The Metrodome has long been torn down and the new Vikings stadium on the east end of downtown Minneapolis is quickly rising in its ashes. So why are there signs on metro area freeways directing motorists to the former home of the Minnesota Twins, Vikings and Gophers?
That question recently landed in the Drive’s mailbag, along with a couple others about white posts encroaching on a downtown Minneapolis intersection.
Motorists can see signs for the Metrodome on northbound I-35W in the downtown Minneapolis commons, southbound I-35W near Hennepin Avenue, eastbound I-394 at Wirth Pkwy. and southbound I-94 near the Dowling Avenue exit. They likely will stay there for the foreseeable future, said Kris Krueger, a spokeswoman for the Minnesota Department of Transportation.
By way of background, signs like the ones for the old Metrodome and other attractions such as the Xcel Energy Center, the State Fairgrounds, casinos, colleges and schools are paid for by the venues. They pay for the sign, which begins at $850 but can balloon into the thousands depending on the size. The venue must also pay to have the signs installed. The Vikings have not asked for new signs, Krueger said.
Another factor is that the Metrodome signs are attached to bridge decks or overhead fixtures. MnDOT would have to close a traffic lane and hire a contractor to take them down and then repeat the process if new signs are put up in their place.
“We try to minimize the impact on traffic and minimize the work done so we don’t have to go twice,” Krueger said. “We know they are old, but they are not doing any harm.”

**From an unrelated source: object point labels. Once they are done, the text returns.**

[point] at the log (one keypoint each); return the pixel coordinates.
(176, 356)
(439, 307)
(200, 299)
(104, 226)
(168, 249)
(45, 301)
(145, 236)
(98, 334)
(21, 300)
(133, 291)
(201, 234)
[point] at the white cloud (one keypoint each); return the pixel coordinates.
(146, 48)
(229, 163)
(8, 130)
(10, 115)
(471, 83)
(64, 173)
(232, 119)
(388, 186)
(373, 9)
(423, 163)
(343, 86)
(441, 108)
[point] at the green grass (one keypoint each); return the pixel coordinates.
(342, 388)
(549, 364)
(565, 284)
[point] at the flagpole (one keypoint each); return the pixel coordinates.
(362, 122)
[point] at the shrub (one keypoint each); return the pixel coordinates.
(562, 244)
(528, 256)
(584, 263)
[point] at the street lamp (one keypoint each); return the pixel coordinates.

The Vikings’ stadium is set to open in 2016 (and by then it may even have a name). If the team requests signs to direct fans to their posh new palace, Krueger said MnDOT could use the current signs that already are in place.
“We can do what’s called an overlay,” Krueger said. “We could leave that sign up and just put up something with a new name,” she said.
What about those posts?
A few readers have asked the Drive what the deal is with the white posts that were installed last fall at the intersection of 6th Street and Portland Avenue.
For starters, they are called painted curb extensions. By extending the sidewalk farther into the intersection, the extensions, also known as bulb-outs or neckdowns, narrow the size of an intersection and create a wider turning radius. Their purpose is to help make pedestrians more visible, shorten the crossing width and force drivers who are making turns slow down, said Mackenzie Turner Bargen, a pedestrian planner with the Bicycle and Pedestrian Section of the Minneapolis Public Works Department.
Portland at 6th was chosen for the pilot program because “it was a high-crash intersection” involving pedestrians, she said. Another set of curb extensions were put up along 31st Street between Dupont and Grand avenues because they are near activity centers and have intersections with all-way stops, she said.
Curb extensions are becoming commonplace in other major metropolitan areas. Minneapolis will evaluate their performance here, and if effective, could put up more, Turner Bargen said.